Sample classification

We implemented a two-step workflow described in a prior publication50. PAS was classified using regularized (L1) regression to define a restricted set of candidate CMP proteins from the superset of all identified proteins. To select our putative panel from the restricted set of candidate CMP proteins, we chose a cross-validation procedure using logistic regression. The logic of this workflow was adapted from that of Yoffe et al.53. The sample was randomly divided into a training and validation set (80% vs. 20%). The proteins in the training set were then ranked by their Akaike information criterion (AIC) using an ensemble feature selection procedure54. The top 10 proteins were then passed to the glmulti package in R version 3.6.3 where the training set was subjected to fivefold cross-validation55. To avoid overfitting, given the limited sample size, the model was restricted to no more than 5 predictors. The model with the greatest area under the curve (AUC) and the lowest standard deviation of the AUC was then tested against the set-aside, external validation set. The AUC and standard deviation of the AUC of this external validation set was then recorded and the workflow re-iterated for a total of 1000 iterations (Fig. S1). The models were then ranked by their mean AUC and mean standard deviation of the AUC. The workflow was then repeated with randomly permuted sample labels. Predictive statistics for the observed versus permuted data were then compared16,17.

Ingenuity pathway analysis

To determine the biological function of those proteins identified as differentially expressed by PAS status in our differential expression analysis, we also applied Ingenuity Pathway Analysis (IPA, version 01-20-04, run April of 2022). Core analysis with the Ingenuity Knowledge Base reference set was used. Direct and indirect relationships were considered for network and regulatory analyses. IPA is a curated bioinformatic repository of functionally annotated analytes which allows for functional annotation, canonical pathway and network analyses, and upstream regulator analysis.
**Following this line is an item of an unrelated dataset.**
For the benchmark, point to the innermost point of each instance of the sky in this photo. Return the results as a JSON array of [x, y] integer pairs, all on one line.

Significantly (P < 0.05) over-represented canonical pathways, upstream regulators, and molecular and cellular functions were identified. Only relevant pathways and biological functions containing two or more overlapping hits were included, while only upstream regulators with a predicted activation state (activated, inhibited) were included. Overlap ratios were calculated as the percent of overlap between differentially expressed proteins and the target pathway.